Loamy soil is a mixture of clay, silt, and sand with some added natural compounds. It’s one of the best soil for growing marijuana indoors and outdoors because it provides excellent drainage and optimum water retention, and it is rich in oxygen and nutrients. The negative side here is, this type of soil could be costly.
- A mixture of clay, silt, and sand
- Advantages: excellent drainage and optimum water retention, contains high oxygen levels, and nutrients
- Negative: expensive
Sand is a type of soil that is rough with poor water retention but has good drainage. Nutrients like nitrogen will get washed away quickly when watered. Sandy soil is perfect for newbie growers because it is easy to work with.
- Rough structure
- Low pH
- Advantages: keeps soil airt, high oxygen levels, good drainage, easy to work with
- Negative: needs frequent watering, and poor water retention
Clay is a type of soil that consists of fine mineral particles. This soil is not easy to work with and is heavy. It’s very rich in minerals and nutrients, this makes it a good choice to be included in natural grows. Clay soil can keep the water well but has poor drainage.
- High pH
- Fine particles
- Advantages: keeps water, rich in nutrients
- Negative: heavy, compact, poor drainage, and hard to work with
Silt is a type of soil that is a little bit rough that is rich in natural particles and minerals. This also has good water retention, but it has sufficient drainage. Silt soils are quite easy to work with. The natural substances and minerals within make it one of the riches soil types.
- Little bit rough
- Advantages: good water retention, contains nutrients and minerals
- Negative: fair drainage
Improve Soil Quality Amendments
If you are growing with organic soil, the probability is, it will not be perfect for growing marijuana; at least, not from the beginning. For example, the texture might not be optimum or it might have poor drainage.

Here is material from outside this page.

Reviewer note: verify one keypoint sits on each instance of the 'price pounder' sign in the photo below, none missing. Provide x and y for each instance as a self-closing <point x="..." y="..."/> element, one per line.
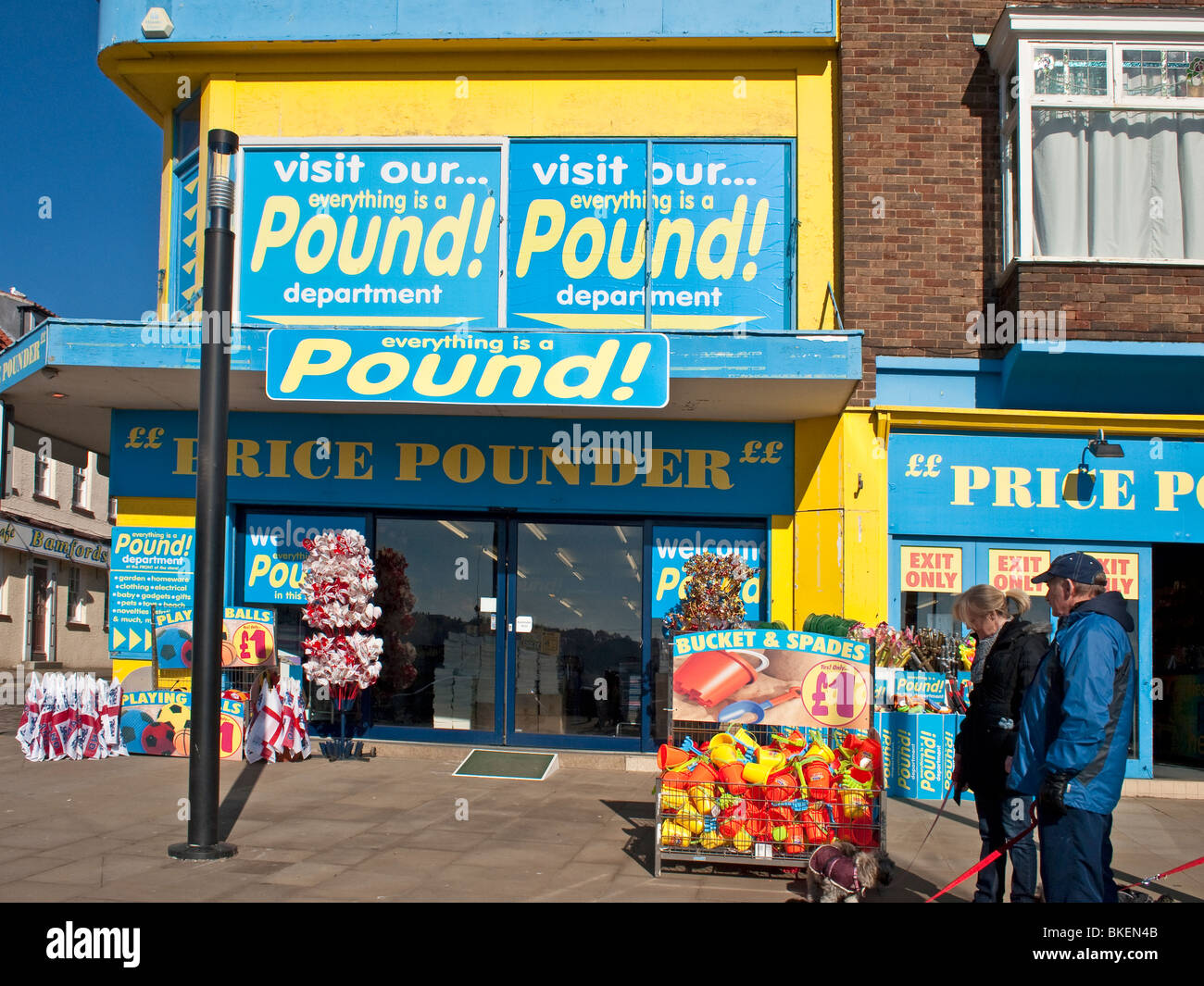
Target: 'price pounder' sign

But you could improve any kind of soil by adding extra amendments, most of it could be found in the local grow shops.
Coco coir is made from coconut husks. These are light fibers that offer excellent water retention and could lighten compact soil. Some growers use pure coconut material with special nutrients to grow their marijuana plants. But to change the existing soil, it is a great idea to add anywhere around 30% coconut coir, based on the structure of the base soil you are using.
Permite is the most used sole modification. Perlite comprises very light, bright-white rocks that help increase the airiness and drainage of the soil. Perlite has also a good water retention. To modify your soil with it, add an extra 10 to 15% of perlite. You could add more, but once your soil might become too light and nutrients might leak. A growing medium soil for marijuana comes with the added perlite.
Just like Perlite, Vermiculite is a heat-tuned mineral you could use to make your soil lighter. It is also good for retaining water. Even though Vermiculite has the same traits as Perlite, the two do not have the same uses. You can use Perlite to improve airiness and drainage, while Vermiculite is to improve water retention. Fortunately, you could use both, as Vermiculite and Perlite work well together. 10% of vermiculite is enough.
Worm casting is usually seen more as an organic soil modifier because they have a plethora of useful microbes that are beneficial in growing plants. Worm castings would improve the drainage, water retention, and drainage of your soil. Use around 25 to 30% of worm casting when modifying your soil.
If your DIY marijuana soil is rich in natural material, you may not need to add nutrients to it. In the matter of fact, some cannabis growers make the error of adding vegetable scraps and manure to their soil to “fertilize” it. This outcome in the soil becomes “too hot” for the plants, which in turn affects their growth.
If you think you need to modify your marijuana soil with nutrients, you could still easily buy bottled solutions tailored to the growth stage of the plant.